Ever work down at the Geo - thermal plant between Reno and Carson?


----------



## Shockdoc (Mar 4, 2010)

BBQ said:


> You are really clueless. :laughing:
> 
> I have not been a pencil neck since high school.
> 
> ...


As far away that anyone can be. keep your day job, you make a terrible profiler.


----------



## BBQ (Nov 16, 2010)

Shockdoc said:


> As far away that anyone can be. keep your day job, you make a terrible profiler.


I seen you picture, I doubt I am that far off. :whistling2:


----------



## Shockdoc (Mar 4, 2010)

BBQ said:


> I seen you picture, I doubt I am that far off. :whistling2:


Thank you for proving to me how ignorant and stupid the majority of society really is.


----------



## micromind (Aug 11, 2007)

Rockyd said:


> Ever work down at the Geo - thermal plant between Reno and Carson?


I've done the control houses on 3 of those plants. Galena 2 and 3, and Steamboat 1. 

Steamboat 1 was built in the 60s or maybe 70s. The generator was still manually synched to the grid, but there was a 25 relay (synch-check) installed, so you couldn't close the breaker out of synch. But the operator had to control the voltage and speed of the generator manually, then watch the synch lights and synchroscope, then close the breaker. 

The differential and overcurrent relays were the older spinning-disc type. 

The blackstart diesel generator was a 1000KVA Cummins; 480V. It is the only generator built in the USA I've ever seen that produced CCW phase rotation. 

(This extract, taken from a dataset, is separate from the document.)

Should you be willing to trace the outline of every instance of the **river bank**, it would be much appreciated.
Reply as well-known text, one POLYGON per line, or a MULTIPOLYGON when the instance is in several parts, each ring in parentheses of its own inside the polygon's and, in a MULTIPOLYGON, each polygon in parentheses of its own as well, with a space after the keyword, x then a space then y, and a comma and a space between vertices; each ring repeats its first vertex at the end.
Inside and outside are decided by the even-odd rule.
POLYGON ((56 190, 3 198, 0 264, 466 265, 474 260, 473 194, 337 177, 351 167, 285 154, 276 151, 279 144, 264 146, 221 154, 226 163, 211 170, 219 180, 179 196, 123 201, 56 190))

I actually enjoyed modernizing that plant. 

Rob


----------



## TOOL_5150 (Aug 27, 2007)

mikeh32 said:


> We use a lot of 6inch for data


Yeah, so you can pull 10 cat5 cables and a 12 strand fiber through and fill the rest up with monkey shyt.

Yeah yeah, I know... "future expansion" 






:laughing:

~Matt


----------



## Edrick (Jun 6, 2010)

TOOL_5150 said:


> Yeah, so you can pull 10 cat5 cables and a 12 strand fiber through and fill the rest up with monkey shyt.
> 
> Yeah yeah, I know... "future expansion"
> 
> ...


Oh dear feeling risky are we? That fiber cable alone should be in 12" rigid encased in concrete.


----------



## nitro71 (Sep 17, 2009)

Good looking dirt work :thumbsup: Worked for a company one time that had us hot boxing EB20. What a bunch of monkeys.


----------



## Rockyd (Apr 22, 2007)

micromind said:


> I've done the control houses on 3 of those plants. Galena 2 and 3, and Steamboat 1.
> 
> Steamboat 1 was built in the 60s or maybe 70s. The generator was still manually synched to the grid, but there was a 25 relay (synch-check) installed, so you couldn't close the breaker out of synch. But the operator had to control the voltage and speed of the generator manually, then watch the synch lights and synchroscope, then close the breaker.
> 
> ...


It's good to have a few safetys built in. One night, coming back across the Atlantic (in the Navy) I was trying to parallel a generator set in and it wouldn't go on "automatic". So after three tries, I decided to get tough...put everything I could in "manual". At "5 to midnight" on the synchrometer, hit the breaker...BAM! Thought the 2500KW genset was going to come off the floor! It took, but scared the hell out of everyone in the engine room. So ya, I can see a few safetys being a good idea! Back in 1980 you could override a lot more than you can now:whistling2:


----------



## Smoke (Feb 25, 2011)

qckrun said:


> Here are a few


the government seems to like 6"conduit for high voltage feeders. as i do alot of this work i use 6" alot. they use 5' long sweep 90's and 6" conduit for any transmission work. my only question is, is the 4" conduit you show in the pic for power or communication? if its for comm, its a violation.
either way, nice duct bank brother.

Smoke


----------



## qckrun (May 18, 2009)

Smoke said:


> the government seems to like 6"conduit for high voltage feeders. as i do alot of this work i use 6" alot. they use 5' long sweep 90's and 6" conduit for any transmission work. my only question is, is the 4" conduit you show in the pic for power or communication? if its for comm, its a violation.
> either way, nice duct bank brother.
> 
> Smoke


Actually two 2" one for signal and one foe control wire per job spec. If it was comm Why do you say it is a violation?


----------



## McClary’s Electrical (Feb 21, 2009)

erics37 said:


> I haven't had the (mis)fortune of working with 6" before. My first day on the job they had me hauling around 4" rigid though; it wasn't pleasant!


 

4" = 88 pounds per 10 ft stick

The biggest run I 've ever ran was over 800' parallel


----------



## Smoke (Feb 25, 2011)

qckrun said:


> Actually two 2" one for signal and one foe control wire per job spec. If it was comm Why do you say it is a violation?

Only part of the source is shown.